Poulenc's reverence for Mozart, Schubert, Chopin, Ravel, and Stravinsky notwithstanding, it is equally instructive to read comments about composers who "have never touched my heart" (p. 96). Among these are Brahms, Wagner and, perhaps surprisingly, Faure. In an outspoken conversation from 1953 or 1954 with Rostand titled "Musical Likes and Dislikes," Poulenc reveals that he is "allergic" to Faure's music and that the Requiem--perhaps the most popular French choral work of the 19th century--is "one of the only things in music that I hate," without disclosing precisely why (p. 276). At the same time, Poulenc eloquently states his admiration for painters (Matisse, Picasso, Braque, and Klee above all) as well as the poets Apollinaire, Jacob, and Eluard, whose texts he set on multiple occasions.

Despite numerous merits and generally solid copyediting, a few quibbles deserve mention. The central series of plates--uncredited, with some reproduced in higher resolution in other sources--are not of the same standard as the rest of the monograph. Particularly egregious are poor-quality versions of well-known images featuring the composer with Denise Duval and a portrait of Les Six with Cocteau. For a book this pricey, I expected better. As in J'ecris, there is an index but no separate bibliography. Comparing this edition to Poulenc's French texts, it is apparent that the everreliable Roger Nichols has done a commendable job preserving the spirit of the composer's lively prose while providing annotations, footnotes, and valuable context. Even so, it would have been instructive to include brief selections from the original sources.
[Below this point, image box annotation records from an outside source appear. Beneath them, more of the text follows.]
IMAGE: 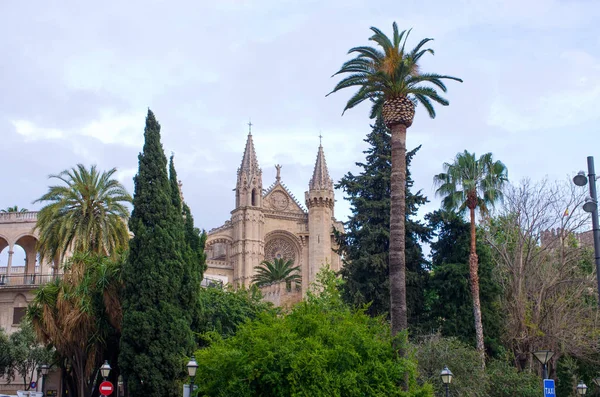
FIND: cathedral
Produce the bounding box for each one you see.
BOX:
[205,132,343,295]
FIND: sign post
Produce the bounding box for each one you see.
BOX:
[544,379,556,397]
[98,380,115,396]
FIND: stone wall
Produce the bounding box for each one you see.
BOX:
[260,281,302,309]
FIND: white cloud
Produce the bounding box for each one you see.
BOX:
[11,110,145,147]
[11,120,66,141]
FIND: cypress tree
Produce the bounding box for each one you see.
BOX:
[336,118,431,324]
[119,110,193,397]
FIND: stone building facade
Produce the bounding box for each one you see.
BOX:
[205,133,343,296]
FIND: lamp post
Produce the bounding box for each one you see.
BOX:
[573,156,600,305]
[533,350,554,379]
[100,360,112,380]
[440,366,454,397]
[187,356,198,396]
[40,364,50,395]
[577,380,587,396]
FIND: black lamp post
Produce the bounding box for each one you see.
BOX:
[187,356,198,396]
[40,364,50,395]
[440,367,454,397]
[573,156,600,305]
[100,360,112,380]
[533,350,554,379]
[577,380,587,396]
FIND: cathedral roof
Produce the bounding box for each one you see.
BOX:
[239,133,260,175]
[308,145,333,190]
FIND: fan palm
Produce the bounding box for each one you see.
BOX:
[327,22,462,335]
[35,164,131,261]
[252,258,302,288]
[434,150,508,365]
[0,205,29,213]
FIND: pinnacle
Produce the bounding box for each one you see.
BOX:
[308,144,333,190]
[240,133,259,174]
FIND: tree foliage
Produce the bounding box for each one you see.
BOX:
[196,271,431,397]
[252,258,302,289]
[425,210,504,356]
[27,252,124,397]
[486,180,599,369]
[335,118,431,325]
[119,110,199,397]
[327,22,462,118]
[433,150,508,366]
[34,164,131,261]
[415,335,541,397]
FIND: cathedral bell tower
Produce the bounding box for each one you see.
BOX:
[231,123,265,287]
[305,144,335,284]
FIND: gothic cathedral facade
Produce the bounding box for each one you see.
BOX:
[205,133,343,295]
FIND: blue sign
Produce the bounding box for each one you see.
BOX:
[544,379,556,397]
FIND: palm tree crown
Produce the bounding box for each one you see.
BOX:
[327,22,462,118]
[35,164,131,261]
[252,258,302,288]
[0,205,29,213]
[434,150,508,214]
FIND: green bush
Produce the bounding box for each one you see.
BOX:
[196,272,433,397]
[416,335,542,397]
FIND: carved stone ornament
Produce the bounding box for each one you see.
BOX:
[269,191,290,211]
[265,237,296,263]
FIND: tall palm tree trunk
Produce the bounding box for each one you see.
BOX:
[469,204,485,368]
[390,123,408,336]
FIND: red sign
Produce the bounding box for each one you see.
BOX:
[100,381,115,396]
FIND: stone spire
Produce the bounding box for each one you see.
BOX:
[308,145,333,190]
[238,132,260,182]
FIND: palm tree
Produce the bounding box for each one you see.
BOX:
[34,164,131,261]
[327,22,462,335]
[27,252,125,397]
[434,150,508,366]
[252,258,302,289]
[0,205,29,213]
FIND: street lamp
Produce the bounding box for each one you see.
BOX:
[40,364,50,395]
[573,156,600,305]
[440,366,454,397]
[187,356,198,396]
[533,350,554,379]
[577,380,587,396]
[100,360,112,380]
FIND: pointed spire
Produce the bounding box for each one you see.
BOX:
[239,133,259,180]
[308,144,333,190]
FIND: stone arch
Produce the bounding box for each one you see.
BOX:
[264,230,302,266]
[204,236,232,260]
[15,233,39,274]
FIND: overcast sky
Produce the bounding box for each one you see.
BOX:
[0,0,600,254]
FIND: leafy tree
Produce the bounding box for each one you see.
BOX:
[0,327,12,377]
[434,150,508,366]
[34,164,131,261]
[252,258,302,288]
[328,22,462,335]
[196,270,432,397]
[335,117,430,325]
[27,252,124,397]
[194,288,272,346]
[0,205,29,213]
[486,180,600,374]
[416,335,540,397]
[119,110,193,397]
[425,210,504,356]
[7,321,54,390]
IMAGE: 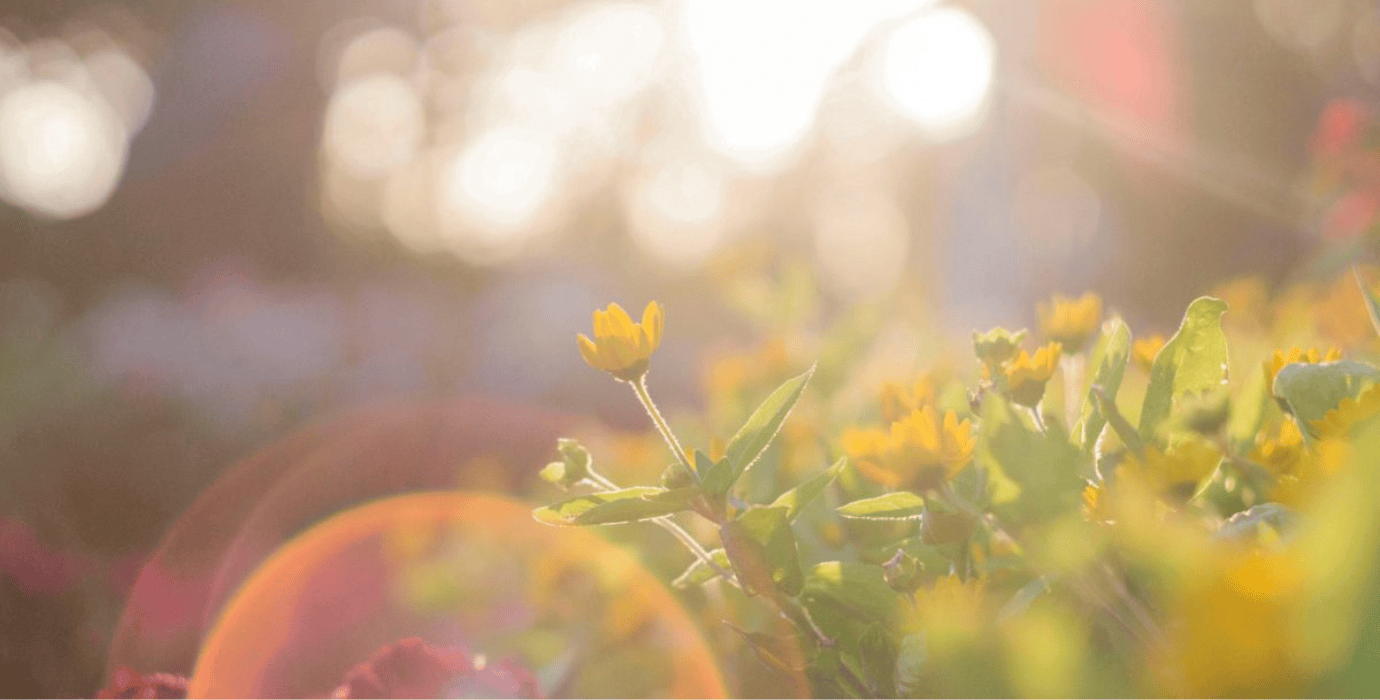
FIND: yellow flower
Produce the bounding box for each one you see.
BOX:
[577,301,662,381]
[1155,551,1305,697]
[843,406,976,492]
[1039,291,1103,352]
[1130,333,1165,371]
[1264,347,1341,389]
[1310,384,1380,438]
[882,374,938,422]
[1116,439,1221,501]
[1002,342,1063,407]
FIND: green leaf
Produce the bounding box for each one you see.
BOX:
[1074,318,1130,451]
[977,396,1083,521]
[771,457,849,522]
[1272,360,1380,435]
[540,438,593,489]
[719,507,805,595]
[802,562,900,624]
[533,486,698,525]
[671,550,730,588]
[704,367,814,494]
[1213,503,1299,540]
[1140,297,1227,440]
[996,576,1049,623]
[1351,265,1380,339]
[839,492,925,521]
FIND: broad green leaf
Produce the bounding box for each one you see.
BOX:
[1074,318,1130,451]
[533,486,698,525]
[671,550,730,588]
[802,562,900,623]
[838,492,925,521]
[977,396,1083,521]
[1140,297,1227,440]
[1272,360,1380,435]
[702,367,814,494]
[996,576,1049,621]
[771,457,849,522]
[719,507,805,595]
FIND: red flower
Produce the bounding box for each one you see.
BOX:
[334,636,542,697]
[95,665,186,697]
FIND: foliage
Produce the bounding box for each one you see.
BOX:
[535,265,1380,697]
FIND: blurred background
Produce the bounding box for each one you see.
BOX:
[0,0,1380,696]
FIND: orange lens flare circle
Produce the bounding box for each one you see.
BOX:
[189,492,725,697]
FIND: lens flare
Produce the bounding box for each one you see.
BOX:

These concerns aside, Southon's splendid collection deserves a place in every academic music library and on the shelves of scholars, performers, and devotees of the composer. Since J'ecris is not widely available and is rather cumbersome to navigate, having these selections in English is a substantial boon for anyone interested in Poulenc's music. Too often residing in the shadow of his predecessors, Francis Poulenc has begun to receive the scholarly attention his rich and eclectic output deserves. As such, Southon and Nichols's important work both complements the existing literature and goes a long way toward a deeper understanding of this gifted composer in all his nuanced complexity.

Keith E. Clifton

Central Michigan University

(1.) These appeared primarily in La Revue blanche and Gil blas. For a reliable English edition, see Debussy on Music: The Critical Writings of the Great French Composer, collected and introduced by Francois Lesure, translated and edited by Richard Langham Smith (Ithaca: Cornell University Press, 1977).

(2.) Selections from Poulenc's letters are available in Correspondance, 1910-1963, ed. Myriam Chimenes (Paris: Fayard, 1994) and Echo and Source: Selected Correspondance: 1915-1963, edited and translated by Sidney Buckland (London: Victor Gollancz, 1991).

(3.) Francis Poulenc, J'ecris ce qui me chante. Textes et entretiens reunis, presentes et annotes par Nicolas Southon (Paris: Fayard, 2011).

(4.) In Journal de mes Melodies (Paris: Editions Bernard Grasset, 1964), Poulenc provides valuable commentary on his many songs, sets, and cycles. An English edition is available as Diary of my Songs, translated by Winifred Radford (London: Victor Gollancz, 1985).